ELECTROLYTE AND SEPARATOR
The transport of charge carriers between anode and cathode occur via electrolyte and separator. Additionally, the separator electronically isolates the electrodes, anode and cathode, preventing short circuits.

Electrolytes comprise of either organic, inorganic or polymeric materials with high ionic conductivity. In lithium ion batteries usually organic solvents are used, containing dissolved lithium salts and additives.

Highly porous polymer films are used as separators. Those may be supported by a surface functionalization suitable for electrodes and electrolyte.

Our development goals are high ionic conductivity plus chemical and electrochemical stability over a wide temperature and potential range.

Micro porous structure of the batteries separator
DESIGN OF COMPONENTS AND BATTERY CELLS
Key factors that determine the safety, performance and costs of battery cells include the selection of the active materials and also the structure of the components and the cell design.
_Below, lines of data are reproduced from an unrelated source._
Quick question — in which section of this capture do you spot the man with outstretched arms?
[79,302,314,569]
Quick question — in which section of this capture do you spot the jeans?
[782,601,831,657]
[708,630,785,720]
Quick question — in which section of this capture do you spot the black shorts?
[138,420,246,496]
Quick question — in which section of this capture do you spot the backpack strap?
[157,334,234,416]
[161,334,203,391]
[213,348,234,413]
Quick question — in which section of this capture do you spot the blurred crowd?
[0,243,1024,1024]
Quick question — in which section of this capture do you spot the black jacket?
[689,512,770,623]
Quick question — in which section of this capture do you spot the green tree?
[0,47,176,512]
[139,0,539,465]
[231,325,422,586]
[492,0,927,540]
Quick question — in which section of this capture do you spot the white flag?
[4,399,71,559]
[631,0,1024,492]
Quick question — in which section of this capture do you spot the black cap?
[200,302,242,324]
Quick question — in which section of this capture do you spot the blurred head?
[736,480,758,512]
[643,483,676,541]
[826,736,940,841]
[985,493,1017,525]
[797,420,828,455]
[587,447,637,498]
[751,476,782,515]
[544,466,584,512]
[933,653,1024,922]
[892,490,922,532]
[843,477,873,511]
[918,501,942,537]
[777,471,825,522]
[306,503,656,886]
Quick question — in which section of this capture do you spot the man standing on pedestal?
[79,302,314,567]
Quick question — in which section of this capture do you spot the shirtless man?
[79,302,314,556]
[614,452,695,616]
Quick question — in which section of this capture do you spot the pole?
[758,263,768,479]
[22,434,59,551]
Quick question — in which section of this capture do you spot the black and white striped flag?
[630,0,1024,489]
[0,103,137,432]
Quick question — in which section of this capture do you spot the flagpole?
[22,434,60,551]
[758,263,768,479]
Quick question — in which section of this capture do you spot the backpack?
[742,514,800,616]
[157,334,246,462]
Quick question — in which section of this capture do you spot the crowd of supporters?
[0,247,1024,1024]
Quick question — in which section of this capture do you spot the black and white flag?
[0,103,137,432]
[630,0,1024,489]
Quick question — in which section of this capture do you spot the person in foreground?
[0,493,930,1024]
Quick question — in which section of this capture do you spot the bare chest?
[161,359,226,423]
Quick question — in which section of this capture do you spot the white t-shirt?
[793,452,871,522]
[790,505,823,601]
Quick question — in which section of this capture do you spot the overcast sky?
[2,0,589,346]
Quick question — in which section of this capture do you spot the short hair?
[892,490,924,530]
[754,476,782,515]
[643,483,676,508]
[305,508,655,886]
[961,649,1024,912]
Targeted optimisation of the balance between anode and cathode allows an ideal combination of high energy density and long cycle life to be achieved. Other factors affecting the energy density include the sizing of the individual electrode sheets, the format of the electrode separator composite (stacked, z-folded or wound) and the materials and design of the inactive cell components, for example the housing and the current collectors.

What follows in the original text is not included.